Before you visit a country where the population speaks a foreign language, it helps to know a few key words and phrases. The same holds true when you are trying to decipher the lingo of health insurance. Whether you are buying individual or group health insurance, know there are several health plan varieties, including traditional indemnity fee-for-service plans (FFS), health maintenance organizations (HMOs), point of service plans (POS), and preferred provider organizations (PPO). Each plan has its own features to consider before making your choice.
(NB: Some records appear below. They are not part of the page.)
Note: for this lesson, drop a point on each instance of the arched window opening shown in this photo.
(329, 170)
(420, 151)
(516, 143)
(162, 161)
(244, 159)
FFS, also called traditional indemnity

FFS coverage offers flexibility in exchange for higher out-of-pocket expenses, more paperwork, and higher premiums.

FFS advantages

  • You may choose your own doctors and hospitals.
  • You may visit any specialist without getting permission from a primary care physician.

FFS disadvantages

  • There is typically a deductible (anywhere from $500 to $1,500) before the insurance company starts paying claims, and then doctors are reimbursed about 80 percent of the bill while you pick up the remaining 20 percent.
  • You may have to pay up front for medical services, then submit the bill for reimbursement.
  • FFS plans pay only for "reasonable and customary" medical expenses. If your doctor charges more than the average for your area, you will have to pay the difference.

HMO

HMOs are the least expensive, but also the least flexible of all the health insurance plans. They are geared more toward members of a group seeking health insurance.

HMO advantages

  • They offer their customers low co-payments, minimal paperwork, and coverage for many preventive-care and health-improvement programs.

HMO disadvantages

  • You must choose a primary care physician, also known as a PCP.
  • HMOs require that you see only network doctors, or they will not pay.
  • You must get a referral from your PCP to see a specialist.

POS

POS plans are more flexible than HMOs, but they also require you to select a PCP.

POS advantages

  • Depending on your insurance company rules, you may choose to visit a doctor outside the network and still receive coverage -- but the amount covered will be substantially less than if you went to a physician within your network.
  • These plans tend to offer more preventive care and well-being services, such as workshops on smoking cessation and discounts to health clubs.

POS disadvantages

  • You must choose a PCP.
  • While you may choose to see a physician outside the network, if you do not receive permission from your PCP, you are likely to wind up submitting the bills yourself and receiving only a nominal reimbursement — if any.

PPO

PPOs give policyholders a financial incentive — reasonable co-payments (also called co-pays)-- to stay within the group network of practitioners.

PPO advantages

  • The standard co-payment is $10 for a routine office visit during regular hours.
  • You may go to any specialist without permission, as long as the doctor participates in the network.

PPO disadvantages

  • If you see an out-of-network doctor, you may have to pay the entire bill yourself, then submit it for reimbursement.
  • You may have to pay a deductible if you choose to go outside the network, or pay the difference between what network doctors versus out-of-network doctor’s charge.